Wie intensiv Diskussionen über Feiertage (auch) in der Öffentlichkeit geführt werden können, hat das noch nicht so lange zurückliegende Tauziehen um den Karfreitag gezeigt. Die Position in diesem Buch ist klar: Kollektivvertragliche „Halbfeiertage“ (hier insb angesprochen der 24.12. und der 31.12.) sind an deren Zweck, also der Möglichkeit zur Vornahme religiöser Handlungen, zu messen, sodass die sich daraus allenfalls ergebende Benachteiligung Teilzeitbeschäftigter beim Entgelt sachlich gerechtfertigt ist (S 112 f, Rz 253 ff).

Zu den „alten“ Rechtsfragen rund um Aliquotierung von Ansprüchen für den Fall von „Nicht-Leistungszeiten“ gehört die Behandlung von Sonderzahlungen.

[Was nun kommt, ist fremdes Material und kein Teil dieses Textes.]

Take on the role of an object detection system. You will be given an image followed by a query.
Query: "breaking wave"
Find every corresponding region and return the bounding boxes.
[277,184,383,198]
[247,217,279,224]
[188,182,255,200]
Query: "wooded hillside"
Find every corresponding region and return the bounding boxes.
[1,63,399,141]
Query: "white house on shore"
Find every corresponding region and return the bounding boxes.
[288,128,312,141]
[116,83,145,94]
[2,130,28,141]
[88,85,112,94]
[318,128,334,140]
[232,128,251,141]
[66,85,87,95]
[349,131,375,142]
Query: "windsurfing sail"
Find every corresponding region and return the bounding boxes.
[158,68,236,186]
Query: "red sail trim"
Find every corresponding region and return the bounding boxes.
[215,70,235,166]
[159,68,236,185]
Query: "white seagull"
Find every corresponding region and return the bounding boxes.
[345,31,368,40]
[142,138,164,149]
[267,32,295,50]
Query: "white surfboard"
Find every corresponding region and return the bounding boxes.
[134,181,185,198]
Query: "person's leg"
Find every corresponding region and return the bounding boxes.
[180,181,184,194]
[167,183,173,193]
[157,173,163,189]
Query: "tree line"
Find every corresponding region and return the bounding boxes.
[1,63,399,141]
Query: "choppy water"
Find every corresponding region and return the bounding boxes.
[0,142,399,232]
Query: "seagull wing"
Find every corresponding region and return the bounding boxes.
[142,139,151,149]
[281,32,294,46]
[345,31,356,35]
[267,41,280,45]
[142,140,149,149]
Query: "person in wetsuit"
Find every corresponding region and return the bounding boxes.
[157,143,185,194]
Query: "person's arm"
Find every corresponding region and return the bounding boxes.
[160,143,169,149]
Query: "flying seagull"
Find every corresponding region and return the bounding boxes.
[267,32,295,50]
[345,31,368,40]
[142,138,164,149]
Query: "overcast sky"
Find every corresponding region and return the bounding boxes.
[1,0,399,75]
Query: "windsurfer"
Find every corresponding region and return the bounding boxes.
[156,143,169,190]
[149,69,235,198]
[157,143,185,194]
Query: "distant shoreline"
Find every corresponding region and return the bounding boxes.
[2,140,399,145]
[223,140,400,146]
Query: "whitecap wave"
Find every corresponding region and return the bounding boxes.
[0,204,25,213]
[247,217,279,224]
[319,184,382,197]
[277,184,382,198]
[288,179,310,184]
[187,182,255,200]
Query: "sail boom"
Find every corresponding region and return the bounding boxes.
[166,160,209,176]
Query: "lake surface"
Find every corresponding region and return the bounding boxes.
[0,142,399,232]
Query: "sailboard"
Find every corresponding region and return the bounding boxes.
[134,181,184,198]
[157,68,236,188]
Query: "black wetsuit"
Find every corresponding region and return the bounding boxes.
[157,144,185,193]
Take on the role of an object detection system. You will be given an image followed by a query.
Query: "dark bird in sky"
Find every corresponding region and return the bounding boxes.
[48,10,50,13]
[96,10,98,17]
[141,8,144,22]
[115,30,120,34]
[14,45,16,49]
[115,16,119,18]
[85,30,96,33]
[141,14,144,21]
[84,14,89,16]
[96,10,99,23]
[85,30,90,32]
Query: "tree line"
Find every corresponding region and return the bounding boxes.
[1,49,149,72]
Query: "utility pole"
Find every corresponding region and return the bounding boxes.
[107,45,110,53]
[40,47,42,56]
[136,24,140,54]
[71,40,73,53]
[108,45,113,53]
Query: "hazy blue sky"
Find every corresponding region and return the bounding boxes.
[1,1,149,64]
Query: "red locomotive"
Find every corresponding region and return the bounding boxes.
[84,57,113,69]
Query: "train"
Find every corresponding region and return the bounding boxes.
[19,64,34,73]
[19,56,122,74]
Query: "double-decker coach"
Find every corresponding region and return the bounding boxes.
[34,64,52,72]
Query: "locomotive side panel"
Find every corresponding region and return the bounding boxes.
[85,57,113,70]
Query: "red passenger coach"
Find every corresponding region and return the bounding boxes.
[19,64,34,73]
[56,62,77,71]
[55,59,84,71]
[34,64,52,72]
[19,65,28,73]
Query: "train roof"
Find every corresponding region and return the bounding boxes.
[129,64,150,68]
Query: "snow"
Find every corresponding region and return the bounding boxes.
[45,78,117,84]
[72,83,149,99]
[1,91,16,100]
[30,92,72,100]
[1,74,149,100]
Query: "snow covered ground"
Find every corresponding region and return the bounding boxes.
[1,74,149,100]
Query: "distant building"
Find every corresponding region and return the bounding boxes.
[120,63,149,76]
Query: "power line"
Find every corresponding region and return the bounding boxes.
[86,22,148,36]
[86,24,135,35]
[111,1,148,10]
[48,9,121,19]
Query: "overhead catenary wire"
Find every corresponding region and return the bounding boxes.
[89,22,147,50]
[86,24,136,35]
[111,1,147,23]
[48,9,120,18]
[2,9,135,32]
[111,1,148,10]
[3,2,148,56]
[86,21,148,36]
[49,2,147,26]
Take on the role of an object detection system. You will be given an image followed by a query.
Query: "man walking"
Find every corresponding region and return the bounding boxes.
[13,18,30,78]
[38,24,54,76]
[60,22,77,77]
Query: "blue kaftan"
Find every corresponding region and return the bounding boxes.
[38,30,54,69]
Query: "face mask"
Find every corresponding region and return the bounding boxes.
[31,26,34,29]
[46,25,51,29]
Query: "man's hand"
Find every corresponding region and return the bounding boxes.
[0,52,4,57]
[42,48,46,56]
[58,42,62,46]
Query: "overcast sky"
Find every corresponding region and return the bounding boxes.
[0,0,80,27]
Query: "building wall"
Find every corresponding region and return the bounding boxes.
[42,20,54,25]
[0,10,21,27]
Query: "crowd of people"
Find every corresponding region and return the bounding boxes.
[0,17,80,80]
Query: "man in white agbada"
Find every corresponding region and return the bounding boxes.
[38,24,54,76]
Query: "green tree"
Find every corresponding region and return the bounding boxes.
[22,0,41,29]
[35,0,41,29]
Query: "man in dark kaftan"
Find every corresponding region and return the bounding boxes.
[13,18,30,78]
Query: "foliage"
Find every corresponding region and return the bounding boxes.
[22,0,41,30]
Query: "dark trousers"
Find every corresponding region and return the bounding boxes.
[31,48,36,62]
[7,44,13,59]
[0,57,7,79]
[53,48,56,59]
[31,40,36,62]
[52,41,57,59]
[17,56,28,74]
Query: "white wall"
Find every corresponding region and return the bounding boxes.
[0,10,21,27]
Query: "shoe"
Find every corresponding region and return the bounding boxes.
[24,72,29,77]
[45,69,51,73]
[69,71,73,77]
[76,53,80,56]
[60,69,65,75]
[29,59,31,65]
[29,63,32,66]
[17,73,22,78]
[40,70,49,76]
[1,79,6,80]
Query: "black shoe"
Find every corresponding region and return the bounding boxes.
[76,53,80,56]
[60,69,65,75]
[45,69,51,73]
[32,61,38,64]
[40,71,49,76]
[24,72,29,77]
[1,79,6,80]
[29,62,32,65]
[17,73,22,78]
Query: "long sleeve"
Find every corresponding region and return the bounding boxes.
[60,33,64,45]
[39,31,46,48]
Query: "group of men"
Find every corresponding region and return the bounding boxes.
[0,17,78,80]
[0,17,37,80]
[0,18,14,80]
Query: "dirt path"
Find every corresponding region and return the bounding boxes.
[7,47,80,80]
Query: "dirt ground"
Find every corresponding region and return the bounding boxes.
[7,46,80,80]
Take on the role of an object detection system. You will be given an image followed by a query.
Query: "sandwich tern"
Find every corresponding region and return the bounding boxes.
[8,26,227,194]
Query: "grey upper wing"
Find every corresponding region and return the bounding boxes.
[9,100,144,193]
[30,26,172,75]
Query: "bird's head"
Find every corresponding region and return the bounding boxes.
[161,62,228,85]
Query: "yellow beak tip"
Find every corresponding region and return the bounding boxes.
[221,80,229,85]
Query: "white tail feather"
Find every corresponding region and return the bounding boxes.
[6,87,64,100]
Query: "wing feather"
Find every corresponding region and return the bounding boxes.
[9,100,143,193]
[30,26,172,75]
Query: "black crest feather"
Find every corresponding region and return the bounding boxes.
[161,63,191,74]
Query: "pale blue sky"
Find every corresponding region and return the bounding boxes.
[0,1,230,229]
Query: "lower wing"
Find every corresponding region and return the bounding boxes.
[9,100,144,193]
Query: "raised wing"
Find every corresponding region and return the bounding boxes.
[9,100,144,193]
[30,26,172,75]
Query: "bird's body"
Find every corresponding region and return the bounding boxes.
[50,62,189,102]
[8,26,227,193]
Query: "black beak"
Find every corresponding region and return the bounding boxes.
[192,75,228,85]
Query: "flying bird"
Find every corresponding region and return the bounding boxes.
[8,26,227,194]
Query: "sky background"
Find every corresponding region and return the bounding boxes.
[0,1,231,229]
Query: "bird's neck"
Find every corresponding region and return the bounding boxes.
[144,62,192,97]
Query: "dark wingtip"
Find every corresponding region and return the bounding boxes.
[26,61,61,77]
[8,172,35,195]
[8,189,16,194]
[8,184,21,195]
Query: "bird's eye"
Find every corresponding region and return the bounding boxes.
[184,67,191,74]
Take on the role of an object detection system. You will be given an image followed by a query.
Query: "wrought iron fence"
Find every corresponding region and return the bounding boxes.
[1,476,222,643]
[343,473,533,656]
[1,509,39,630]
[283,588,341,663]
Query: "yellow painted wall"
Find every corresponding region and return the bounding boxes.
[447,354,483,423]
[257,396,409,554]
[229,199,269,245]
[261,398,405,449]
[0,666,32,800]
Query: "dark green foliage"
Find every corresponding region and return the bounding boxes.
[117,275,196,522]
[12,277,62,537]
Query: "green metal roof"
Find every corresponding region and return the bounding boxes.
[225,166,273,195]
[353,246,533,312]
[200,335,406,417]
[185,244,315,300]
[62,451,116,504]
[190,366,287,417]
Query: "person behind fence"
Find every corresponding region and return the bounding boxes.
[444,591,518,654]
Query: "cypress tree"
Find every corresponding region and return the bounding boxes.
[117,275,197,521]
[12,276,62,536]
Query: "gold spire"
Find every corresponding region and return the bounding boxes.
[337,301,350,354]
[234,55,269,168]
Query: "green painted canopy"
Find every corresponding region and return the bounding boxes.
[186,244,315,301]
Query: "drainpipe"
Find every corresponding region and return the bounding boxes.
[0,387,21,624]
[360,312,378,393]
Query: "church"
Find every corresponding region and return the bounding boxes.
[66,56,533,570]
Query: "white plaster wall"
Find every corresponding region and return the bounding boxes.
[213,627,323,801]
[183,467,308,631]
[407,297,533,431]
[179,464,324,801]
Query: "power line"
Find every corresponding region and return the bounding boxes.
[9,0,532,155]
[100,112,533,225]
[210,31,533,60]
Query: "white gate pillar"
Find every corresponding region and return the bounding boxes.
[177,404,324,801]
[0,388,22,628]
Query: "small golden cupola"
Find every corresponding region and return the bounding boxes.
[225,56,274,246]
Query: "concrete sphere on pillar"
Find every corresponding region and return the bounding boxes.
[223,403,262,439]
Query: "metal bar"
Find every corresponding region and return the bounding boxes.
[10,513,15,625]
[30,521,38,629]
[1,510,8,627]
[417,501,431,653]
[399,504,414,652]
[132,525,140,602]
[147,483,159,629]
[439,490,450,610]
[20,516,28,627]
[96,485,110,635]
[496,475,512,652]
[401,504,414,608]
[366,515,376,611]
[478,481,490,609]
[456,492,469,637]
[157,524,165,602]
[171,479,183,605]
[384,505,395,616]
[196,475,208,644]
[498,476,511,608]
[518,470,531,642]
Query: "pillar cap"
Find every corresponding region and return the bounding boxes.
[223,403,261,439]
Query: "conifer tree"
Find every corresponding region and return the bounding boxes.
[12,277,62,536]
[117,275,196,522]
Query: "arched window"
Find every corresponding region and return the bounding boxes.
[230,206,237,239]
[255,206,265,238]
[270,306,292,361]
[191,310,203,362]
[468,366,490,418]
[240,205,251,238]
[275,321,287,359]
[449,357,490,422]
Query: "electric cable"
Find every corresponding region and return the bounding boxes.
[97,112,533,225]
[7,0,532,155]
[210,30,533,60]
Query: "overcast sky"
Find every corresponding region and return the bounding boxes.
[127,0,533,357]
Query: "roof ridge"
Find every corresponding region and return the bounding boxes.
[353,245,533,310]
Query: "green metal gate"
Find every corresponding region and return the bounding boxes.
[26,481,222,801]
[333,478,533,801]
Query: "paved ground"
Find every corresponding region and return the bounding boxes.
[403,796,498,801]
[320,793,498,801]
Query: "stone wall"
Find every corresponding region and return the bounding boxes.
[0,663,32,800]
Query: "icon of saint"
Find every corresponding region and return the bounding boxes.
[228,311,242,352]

Diesen ist in den Ausführungen von Hörmann das Kapitel VII, S 115 ff, gewidmet. Im Fokus steht die Bemessung beim Wechsel von Vollzeit auf Teilzeit. Als eines von vielen Themen konnte diesem naturgemäß nicht jener weite Umfang eingeräumt werden, den diese wichtige und immer auch emotionalisierende Thematik vielleicht verdienen würde, stand doch bereits vor Jahrzehnten die Aliquotierungsfrage bei Sonderzahlungen sowohl in der Rsp (vgl nur zB bereits OGH 25.5.1994, 9 ObA 38/94; OGH 16.6.1994, 8 ObA 264-266/94) als auch in der Lehre (vgl nur zB Trost, Anspruch auf Sonderzahlungen in entgeltfreien Zeiten, DRdA 1995, 116 ff; Runggaldier, Anspruch auf anteilige Remuneration doch beschränkbar? RdW 1995, 64 ff; Naderhirn, Anspruch auf Urlaubszuschuss und Weihnachtsremuneration in entgeltfreien Krankenstandszeiten, ZAS 2002, 7 ff; Schindler, Gibt es eine allgemeine, gesetzliche Kürzungsregel für Sonderzahlungen? ZAS 2002, 136 ff) immer schon (auch) im Kontext mit mittelbarer oder gar unmittelbarer Diskriminierung (vgl nur zB § 14 Abs 4 MSchG im Verhältnis zu § 16 AngG; vgl Trost,

). Freilich hätte allein das Themenfeld Sonderzahlungen eine ganze Dissertation füllen können, und es tut also der wissenschaftlichen Gründlichkeit keinen Abbruch, wenn sich der Autor hier nur auf die wesentlichsten literarischen Aussagen aus den seinerzeitigen Diskussionen (wie etwa die in der Tat gewichtige E-Besprechung von Schindler aus 1997) beschränkt.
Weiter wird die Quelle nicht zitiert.